Каждый раз за вечерним туалетом раздавались истошные крики и визг дам, обнаруживавших у себя непрошенных гостей. Мужчины в этом вопросе оказались более сдержанными, и молча сносили, выпавшие на их долю, страдания. Найденных паразитов бросали в костёр, где они, отвратительно шипя, лопались и исчезали в языках пламени.
- Лучший способ предохраниться от них, - советовал Таманг, - натирать кожу солью, которую эти мерзавцы не переносят.  Ещё можно смочить носки керосином – тоже помогает.
-  Совсем хорошо, смочив всё керосином, поджечь! – улыбнулся в бороду полковник, закуривая.
- Ну и юмор у вас, сэр, - скривился пан Сойка, только что расправившийся с очередной “гостьей”.
- Если мазаться керосином, тогда неизвестно, что хуже – запах керосина или пиявки, - облегчённо вздохнула пани Громадская, полностью очистившись от паразитов.
- Они сидят так крепко, что их рукой не оторвёшь, - пожаловалась Элизабет, ещё не закончившая “очищение”.
-  Вы ножичком соскребайте, милочка! Не бойтесь, смелее… Дайте покажу! – мадам пришла на помощь, и дело заспорилось.
- Ты настолько наловчилась “сбривать” этих гадов, дорогая, что можешь стать заправским цирюльником, и поможешь мне справиться с моей неукротимой растительностью, - засмеялся полковник, дымя сигарой.

Роберту Скотту, напомним, глубоко за пятьдесят, но он находился в отличной форме и без особого труда преодолевал трудности похода, хотя иногда жаловался на недомоганье и изредка ворчал, обвиняя супругу в создаваемых сложностях. Жена тоже старалась ни в чём не отставать от мужа, но было заметно, что постоянно создавать иллюзию молодости ей даётся нелегко. Другие участники экспедиции с разной мерой сложности преодолевали трудности. Мисс Торнтон и пан Сойка старались не подавать вида; доктору, конечно, мешала хромота, и особенно – на спусках и подъёмах. Лишь проводники и носильщики чувствовали себя в своей стихии, тем более что надеялись получить щедрое вознаграждение. Лазанье по горам их - основная работа.
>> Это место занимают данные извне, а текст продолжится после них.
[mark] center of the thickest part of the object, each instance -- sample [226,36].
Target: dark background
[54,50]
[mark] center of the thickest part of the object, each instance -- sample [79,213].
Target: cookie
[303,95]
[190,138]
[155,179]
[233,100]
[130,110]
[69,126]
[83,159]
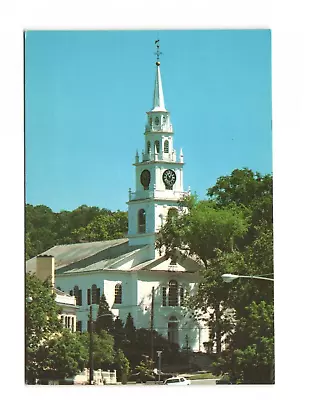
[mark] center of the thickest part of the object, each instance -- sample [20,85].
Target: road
[203,382]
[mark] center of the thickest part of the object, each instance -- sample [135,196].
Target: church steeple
[159,174]
[158,99]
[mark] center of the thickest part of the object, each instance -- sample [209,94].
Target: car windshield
[172,380]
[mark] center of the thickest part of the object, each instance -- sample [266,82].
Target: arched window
[95,294]
[173,328]
[78,295]
[164,296]
[157,146]
[142,221]
[173,293]
[181,296]
[118,293]
[172,213]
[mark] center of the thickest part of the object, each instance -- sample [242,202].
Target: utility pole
[91,360]
[151,321]
[159,363]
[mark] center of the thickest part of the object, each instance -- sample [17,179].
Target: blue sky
[86,97]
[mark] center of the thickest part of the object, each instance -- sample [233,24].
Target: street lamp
[230,277]
[91,359]
[159,363]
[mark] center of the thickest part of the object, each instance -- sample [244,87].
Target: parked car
[177,380]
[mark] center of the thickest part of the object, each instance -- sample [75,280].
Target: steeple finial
[158,100]
[158,52]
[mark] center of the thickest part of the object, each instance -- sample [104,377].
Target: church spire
[158,100]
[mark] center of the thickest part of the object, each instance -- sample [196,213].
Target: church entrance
[173,330]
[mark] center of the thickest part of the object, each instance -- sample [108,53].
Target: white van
[177,380]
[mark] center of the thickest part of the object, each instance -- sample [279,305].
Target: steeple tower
[159,175]
[158,100]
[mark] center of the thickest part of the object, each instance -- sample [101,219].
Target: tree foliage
[105,318]
[45,228]
[51,351]
[232,232]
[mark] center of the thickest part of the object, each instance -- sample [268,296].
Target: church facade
[131,273]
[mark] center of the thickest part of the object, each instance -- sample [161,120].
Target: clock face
[169,178]
[145,179]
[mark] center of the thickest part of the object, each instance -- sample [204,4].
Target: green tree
[119,333]
[103,349]
[122,366]
[130,330]
[105,318]
[41,322]
[62,356]
[145,368]
[104,227]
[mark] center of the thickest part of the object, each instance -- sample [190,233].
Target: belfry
[159,174]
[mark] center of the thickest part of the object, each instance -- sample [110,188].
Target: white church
[130,272]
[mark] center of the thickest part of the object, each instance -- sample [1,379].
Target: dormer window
[142,221]
[118,294]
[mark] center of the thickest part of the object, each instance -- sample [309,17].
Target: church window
[79,326]
[78,295]
[172,213]
[173,330]
[164,296]
[181,296]
[118,294]
[173,293]
[142,221]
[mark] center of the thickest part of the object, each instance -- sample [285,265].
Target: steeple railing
[162,156]
[157,194]
[159,128]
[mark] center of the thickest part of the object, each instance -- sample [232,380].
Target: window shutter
[164,296]
[80,297]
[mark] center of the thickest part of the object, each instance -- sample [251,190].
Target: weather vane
[158,52]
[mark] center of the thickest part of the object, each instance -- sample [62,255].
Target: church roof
[105,264]
[86,254]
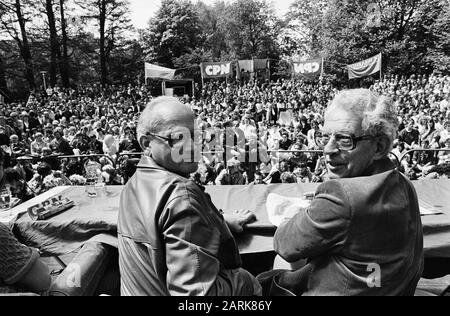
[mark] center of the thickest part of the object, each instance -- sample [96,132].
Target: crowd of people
[276,122]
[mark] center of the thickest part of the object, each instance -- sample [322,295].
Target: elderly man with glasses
[362,234]
[172,239]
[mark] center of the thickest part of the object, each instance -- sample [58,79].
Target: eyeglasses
[176,138]
[343,141]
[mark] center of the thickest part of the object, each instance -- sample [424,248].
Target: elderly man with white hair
[172,239]
[362,234]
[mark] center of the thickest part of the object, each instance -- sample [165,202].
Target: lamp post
[43,73]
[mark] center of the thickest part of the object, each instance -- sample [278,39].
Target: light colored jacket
[361,236]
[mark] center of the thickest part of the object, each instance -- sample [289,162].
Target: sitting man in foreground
[21,269]
[362,234]
[172,239]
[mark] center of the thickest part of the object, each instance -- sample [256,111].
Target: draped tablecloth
[95,219]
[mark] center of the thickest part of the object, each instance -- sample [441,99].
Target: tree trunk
[64,62]
[25,47]
[102,22]
[3,85]
[55,51]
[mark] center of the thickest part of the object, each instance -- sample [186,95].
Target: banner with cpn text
[216,70]
[308,68]
[365,68]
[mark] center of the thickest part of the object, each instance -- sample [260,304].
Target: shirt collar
[379,166]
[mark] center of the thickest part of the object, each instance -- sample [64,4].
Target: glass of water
[5,199]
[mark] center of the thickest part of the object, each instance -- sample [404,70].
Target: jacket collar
[379,166]
[148,163]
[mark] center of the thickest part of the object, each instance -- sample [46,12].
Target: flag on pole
[158,72]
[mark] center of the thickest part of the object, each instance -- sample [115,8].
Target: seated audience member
[232,175]
[172,239]
[21,269]
[95,146]
[18,186]
[59,145]
[38,145]
[259,178]
[365,219]
[285,143]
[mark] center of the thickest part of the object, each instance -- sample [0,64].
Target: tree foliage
[85,41]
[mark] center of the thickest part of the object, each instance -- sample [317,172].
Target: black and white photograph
[224,153]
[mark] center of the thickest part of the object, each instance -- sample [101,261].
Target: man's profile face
[181,157]
[258,179]
[344,163]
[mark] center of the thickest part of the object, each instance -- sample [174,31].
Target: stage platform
[95,219]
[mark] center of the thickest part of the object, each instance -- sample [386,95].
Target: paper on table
[428,209]
[281,208]
[11,215]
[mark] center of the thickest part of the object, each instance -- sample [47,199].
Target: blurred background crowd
[71,137]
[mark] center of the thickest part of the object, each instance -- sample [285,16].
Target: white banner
[158,72]
[365,68]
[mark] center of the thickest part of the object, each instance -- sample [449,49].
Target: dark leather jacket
[174,241]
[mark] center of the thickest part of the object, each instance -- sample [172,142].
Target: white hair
[378,113]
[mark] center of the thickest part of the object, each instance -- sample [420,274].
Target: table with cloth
[95,219]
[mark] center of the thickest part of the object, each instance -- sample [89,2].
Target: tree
[12,16]
[112,18]
[301,34]
[252,29]
[64,62]
[172,33]
[55,50]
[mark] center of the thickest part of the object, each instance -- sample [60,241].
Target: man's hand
[239,219]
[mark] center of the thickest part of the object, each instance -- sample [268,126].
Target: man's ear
[144,141]
[383,146]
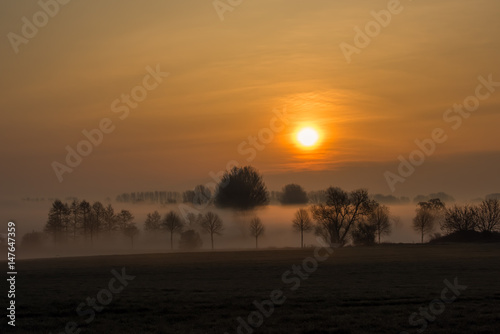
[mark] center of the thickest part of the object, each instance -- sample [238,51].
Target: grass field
[356,290]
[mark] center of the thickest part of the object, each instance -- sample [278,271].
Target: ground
[356,290]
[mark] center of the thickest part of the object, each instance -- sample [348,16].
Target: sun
[307,137]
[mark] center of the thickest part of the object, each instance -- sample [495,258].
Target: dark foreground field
[356,290]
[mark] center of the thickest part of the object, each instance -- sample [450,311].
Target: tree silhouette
[130,230]
[86,211]
[364,234]
[75,217]
[302,223]
[380,219]
[460,218]
[57,222]
[341,212]
[211,223]
[153,221]
[97,217]
[256,229]
[190,240]
[293,194]
[424,222]
[489,215]
[172,223]
[242,188]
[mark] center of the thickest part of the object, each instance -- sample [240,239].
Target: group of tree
[172,223]
[150,197]
[343,217]
[209,223]
[482,217]
[85,220]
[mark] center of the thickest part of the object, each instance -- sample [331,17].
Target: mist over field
[277,220]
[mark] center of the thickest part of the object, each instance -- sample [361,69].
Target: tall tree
[424,222]
[57,223]
[379,218]
[130,230]
[293,194]
[109,220]
[302,223]
[153,221]
[202,195]
[86,211]
[241,188]
[489,215]
[341,212]
[363,234]
[123,218]
[211,223]
[172,222]
[97,219]
[75,217]
[460,218]
[256,229]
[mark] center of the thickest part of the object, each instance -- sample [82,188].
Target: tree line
[483,217]
[83,220]
[338,216]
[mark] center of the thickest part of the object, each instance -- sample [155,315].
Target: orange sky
[226,78]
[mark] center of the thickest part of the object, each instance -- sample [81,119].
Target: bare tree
[97,217]
[293,194]
[341,212]
[110,220]
[130,230]
[57,223]
[153,221]
[256,229]
[172,222]
[76,217]
[86,211]
[380,220]
[436,207]
[460,218]
[302,223]
[424,222]
[123,218]
[242,188]
[488,215]
[211,223]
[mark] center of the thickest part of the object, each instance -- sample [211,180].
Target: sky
[269,64]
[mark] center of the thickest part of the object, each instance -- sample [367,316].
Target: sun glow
[307,137]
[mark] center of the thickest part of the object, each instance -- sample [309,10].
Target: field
[355,290]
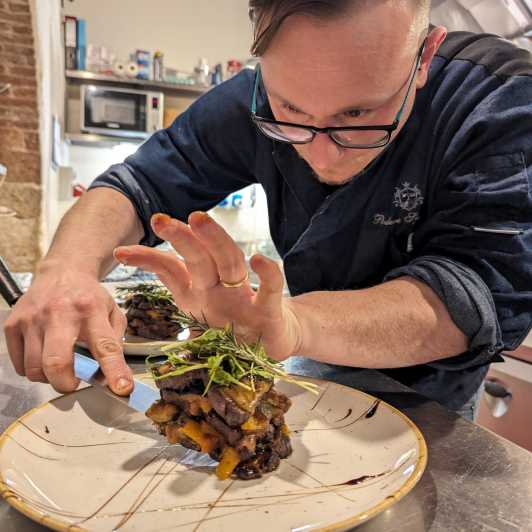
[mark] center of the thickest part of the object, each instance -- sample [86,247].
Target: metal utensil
[85,368]
[88,370]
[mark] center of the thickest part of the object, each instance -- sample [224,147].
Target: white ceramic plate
[85,461]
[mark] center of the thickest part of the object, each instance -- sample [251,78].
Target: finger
[33,356]
[199,262]
[106,347]
[15,346]
[270,293]
[57,354]
[118,321]
[170,269]
[229,258]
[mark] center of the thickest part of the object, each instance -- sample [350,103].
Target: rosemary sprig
[228,360]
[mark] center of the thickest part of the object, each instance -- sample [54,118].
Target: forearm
[101,220]
[398,323]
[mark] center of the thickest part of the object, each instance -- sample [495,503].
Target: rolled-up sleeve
[475,252]
[207,153]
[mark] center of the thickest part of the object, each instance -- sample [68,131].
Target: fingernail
[199,218]
[120,256]
[123,384]
[160,220]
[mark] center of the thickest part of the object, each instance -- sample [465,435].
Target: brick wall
[20,194]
После нескольких очередных переходов ландшафт стал постепенно меняться. По-прежнему, шли вверх-вниз, вверх-вниз, но теперь больше вверх. Скоро рисовые поля остались позади, и караван вступил в леса, перемежающиеся с полями ячменя и картофеля. Изменилось и население. Здесь жили не индуисты, а буддисты, и не непальцы, а монголы.
Прошли через низменные области, затем стали подниматься по бурной реке. Один из основных путей сообщения между Непалом и Тибетом – по дну каждой долины, где протекает река. Но ни одна лошадь, ни один мул не способны одолеть раскачивающиеся висячие мосты, по которым только и можно преодолеть водную преграду. В этом и есть главная причина того, что непальцы носят грузы на собственных спинах. На каждого теперь приходилась огромная ноша, по 35-40 кг. Несли на шерпский манер – надев ремень на лоб.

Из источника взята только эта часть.